Palavras-chave: Gênero, Sexualidade, Formação de professores, Escola.

Gender, Sexuality, and training in Physical Education: teachers’ and students’ perception in a school project

Abstract: This study aims at showing and discussing the perceptions of basic education teachers, especially in the area of Physical Education; and students (youths and teenagers), involved in a Project that thematized gender and sexuality at school. This is an initial research and, therefore, exploratory. Non structural observations were made during the school’s Project interventions, in which teachers and students’ opinions, placements and experiences about gender and sexuality were recorded and analyzed. The Project interventions took place in two moments: first, in an expository way, followed by a round table conversation, space reserved for dialogues and discussions. Overall, we realized that teachers had barely tackled these themes in class. Some teachers signal works when the topic comes up or in interdisciplinary Projects. Some students reported diverse conflicts on a daily basis at school, and overall, they expressed favorable opinions about diversities. We considered at the end of the research that the topics of gender and sexuality remain poorly explored both inside the school and throughout thePhysical Education teaching training course.
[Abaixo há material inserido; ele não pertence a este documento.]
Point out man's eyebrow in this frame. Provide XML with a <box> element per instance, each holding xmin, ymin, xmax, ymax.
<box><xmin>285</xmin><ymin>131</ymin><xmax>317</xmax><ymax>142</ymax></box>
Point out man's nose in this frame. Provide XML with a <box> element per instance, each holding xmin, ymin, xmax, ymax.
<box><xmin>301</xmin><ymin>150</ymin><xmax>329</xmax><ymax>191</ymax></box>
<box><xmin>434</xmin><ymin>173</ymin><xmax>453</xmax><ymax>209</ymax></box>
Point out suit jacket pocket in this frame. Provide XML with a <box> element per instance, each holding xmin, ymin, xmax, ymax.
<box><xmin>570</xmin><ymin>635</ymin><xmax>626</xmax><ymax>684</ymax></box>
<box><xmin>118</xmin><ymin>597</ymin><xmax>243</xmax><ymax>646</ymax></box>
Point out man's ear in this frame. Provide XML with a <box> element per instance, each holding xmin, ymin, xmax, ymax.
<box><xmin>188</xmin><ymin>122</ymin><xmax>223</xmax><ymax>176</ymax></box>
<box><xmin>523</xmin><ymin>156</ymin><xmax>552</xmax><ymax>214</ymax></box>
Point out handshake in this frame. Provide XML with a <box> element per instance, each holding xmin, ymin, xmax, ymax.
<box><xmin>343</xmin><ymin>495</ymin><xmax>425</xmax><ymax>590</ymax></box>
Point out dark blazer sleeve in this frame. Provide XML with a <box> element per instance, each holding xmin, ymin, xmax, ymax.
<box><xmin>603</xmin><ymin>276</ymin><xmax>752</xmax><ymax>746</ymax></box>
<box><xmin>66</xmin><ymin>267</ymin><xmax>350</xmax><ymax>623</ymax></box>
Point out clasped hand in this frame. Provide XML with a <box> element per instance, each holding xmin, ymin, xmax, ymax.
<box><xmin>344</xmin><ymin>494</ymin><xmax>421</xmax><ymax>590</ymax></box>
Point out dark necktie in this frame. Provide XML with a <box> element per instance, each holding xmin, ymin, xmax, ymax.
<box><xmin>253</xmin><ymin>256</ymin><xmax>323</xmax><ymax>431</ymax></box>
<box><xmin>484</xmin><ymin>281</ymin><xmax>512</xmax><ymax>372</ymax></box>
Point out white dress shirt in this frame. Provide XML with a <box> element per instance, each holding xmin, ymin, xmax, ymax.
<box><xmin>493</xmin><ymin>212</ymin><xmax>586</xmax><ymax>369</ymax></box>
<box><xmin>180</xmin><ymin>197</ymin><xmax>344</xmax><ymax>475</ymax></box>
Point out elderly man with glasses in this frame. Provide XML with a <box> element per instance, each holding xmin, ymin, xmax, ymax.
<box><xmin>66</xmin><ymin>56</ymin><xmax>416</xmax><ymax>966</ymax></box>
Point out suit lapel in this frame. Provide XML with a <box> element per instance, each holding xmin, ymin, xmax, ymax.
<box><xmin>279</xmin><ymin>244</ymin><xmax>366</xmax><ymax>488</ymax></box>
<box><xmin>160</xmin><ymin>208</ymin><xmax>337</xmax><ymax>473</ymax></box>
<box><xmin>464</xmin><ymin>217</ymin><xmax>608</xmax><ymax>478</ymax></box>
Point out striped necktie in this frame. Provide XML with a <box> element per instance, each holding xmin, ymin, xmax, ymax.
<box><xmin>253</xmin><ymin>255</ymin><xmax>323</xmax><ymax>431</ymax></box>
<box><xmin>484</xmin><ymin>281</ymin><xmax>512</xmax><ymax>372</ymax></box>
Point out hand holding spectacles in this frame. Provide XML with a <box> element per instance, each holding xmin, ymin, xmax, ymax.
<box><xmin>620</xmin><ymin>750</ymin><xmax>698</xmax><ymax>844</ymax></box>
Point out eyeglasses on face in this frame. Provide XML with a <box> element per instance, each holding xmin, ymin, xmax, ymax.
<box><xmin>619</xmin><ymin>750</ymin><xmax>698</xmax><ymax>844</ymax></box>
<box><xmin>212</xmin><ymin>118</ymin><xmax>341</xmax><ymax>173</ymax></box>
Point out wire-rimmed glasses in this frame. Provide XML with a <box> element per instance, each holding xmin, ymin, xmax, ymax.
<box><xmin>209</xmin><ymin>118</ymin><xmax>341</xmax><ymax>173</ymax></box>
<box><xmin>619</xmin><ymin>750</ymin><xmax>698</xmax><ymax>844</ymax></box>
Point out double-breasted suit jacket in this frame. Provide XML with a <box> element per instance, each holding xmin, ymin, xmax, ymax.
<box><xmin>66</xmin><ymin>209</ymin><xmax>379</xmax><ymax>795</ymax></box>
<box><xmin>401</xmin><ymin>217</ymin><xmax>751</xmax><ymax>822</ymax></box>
Keywords: Gender, Sexuality, Teachers training, School.

Género, sexualidad y formación en Educación Física: percepciones de profesores y alumnos en un proyecto escolar

Introdução

Debater temas como gênero, sexualidade e educação na contemporaneidade é uma demanda vigente, dentro ou fora do espaço escolar. Aliar esse debate a formação de professores(as) e, mais especificamente, a formação em Educação Física sinaliza também o quanto é necessário preparar os(as) novos(as) professores(as) para o trabalho e a tematização desses assuntos na escola. No atual cenário sócio-político brasileiro, somente o estudo, a reflexão, o conhecimento e a conscientização são capazes de fundamentar posicionamentos e argumentos em defesa do respeito as diversidades e, nesse processo, a educação desempenha um papel central.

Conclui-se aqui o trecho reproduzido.